Bucks still in search of chemistry
Calling Mr. Science, Calling Mr. Science! We need you, apparently.
We have a science problem in Wisconsin we may need your expert advice to solve it.
The problem I'm talking about is a chemistry problem. Oh there are no beakers or potions that smoke out of a test tube.
Nope, the solution to this problem is going to take more than a little bit of this and a drop or two of that.
What we're talking her, Mr. Science, is a chemistry problem.
The most pressing issue is with our basketball team, the Milwaukee Bucks. They need chemistry.

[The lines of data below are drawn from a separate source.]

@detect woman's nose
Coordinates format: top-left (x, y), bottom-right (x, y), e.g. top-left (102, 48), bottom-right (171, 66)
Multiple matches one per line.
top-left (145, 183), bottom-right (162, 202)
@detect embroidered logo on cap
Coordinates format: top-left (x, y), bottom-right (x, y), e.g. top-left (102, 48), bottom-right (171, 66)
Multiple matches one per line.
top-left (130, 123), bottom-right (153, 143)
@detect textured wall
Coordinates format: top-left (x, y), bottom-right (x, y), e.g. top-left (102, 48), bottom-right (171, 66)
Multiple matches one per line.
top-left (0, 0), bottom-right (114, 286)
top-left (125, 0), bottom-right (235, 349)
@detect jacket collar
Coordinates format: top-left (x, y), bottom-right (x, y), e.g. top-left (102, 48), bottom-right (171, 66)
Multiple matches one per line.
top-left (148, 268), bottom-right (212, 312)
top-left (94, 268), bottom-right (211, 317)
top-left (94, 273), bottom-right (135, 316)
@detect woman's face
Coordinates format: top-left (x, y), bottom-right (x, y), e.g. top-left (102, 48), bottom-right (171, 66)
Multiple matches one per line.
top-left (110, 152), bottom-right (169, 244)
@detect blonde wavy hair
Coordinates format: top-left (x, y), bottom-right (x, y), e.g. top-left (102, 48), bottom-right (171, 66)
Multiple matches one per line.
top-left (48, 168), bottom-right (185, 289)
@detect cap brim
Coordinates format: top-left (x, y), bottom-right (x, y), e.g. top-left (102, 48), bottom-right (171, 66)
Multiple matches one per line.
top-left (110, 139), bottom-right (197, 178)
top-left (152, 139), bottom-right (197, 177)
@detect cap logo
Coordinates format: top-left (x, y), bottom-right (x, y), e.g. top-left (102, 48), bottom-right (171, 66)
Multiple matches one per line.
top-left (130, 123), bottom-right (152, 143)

They especially need chemistry in their backcourt where Brandon Jennings and Monta Ellis are essentially the same player. They both like the ball. They both like to shoot the ball first and pass the ball second. Neither will ever win any defensive awards.
It's probably impossible to get either of these guys to suddenly change the way they play. They have a lifetime of this behind them. What you can hope for is the development of that elusive quality – "chemistry."
The question becomes, of course, how do you recognize chemistry? How do we know if Jennings and Ellis have it?
Well, you have to pay attention. If each of the players is averaging about 25 points a game, we are probably missing some chemistry. After all, one of these guys has to play the role of a guy who gets the ball to other guys to get shots. It's called passing, and it's a very good thing in a basketball game.
Chemistry is probably more important in basketball than any other sport.
A quarterback needs chemistry with his receivers and an offensive line is better when there is some chemistry. In baseball chemistry usually has to do with who chews tobacco and who eats sunflower seeds and can they stay out of each other's way.
But basketball is like The Milwaukee Ballet doing "Swan Lake." Leaps and bounds, spinning and tension, intricate movements past each other. The difference is ballet doesn't have a ball and basketball doesn't have sequins.
But they both, we hope, have chemistry.
Umm...does Mr. Begel have "chemistry" problem with his fingers and a keyboard? He writes "chemistry" fourteen times in this article about chemistry. I think he may be obsessed with chemistry. Do the Bucks need chemistry? Chemistry.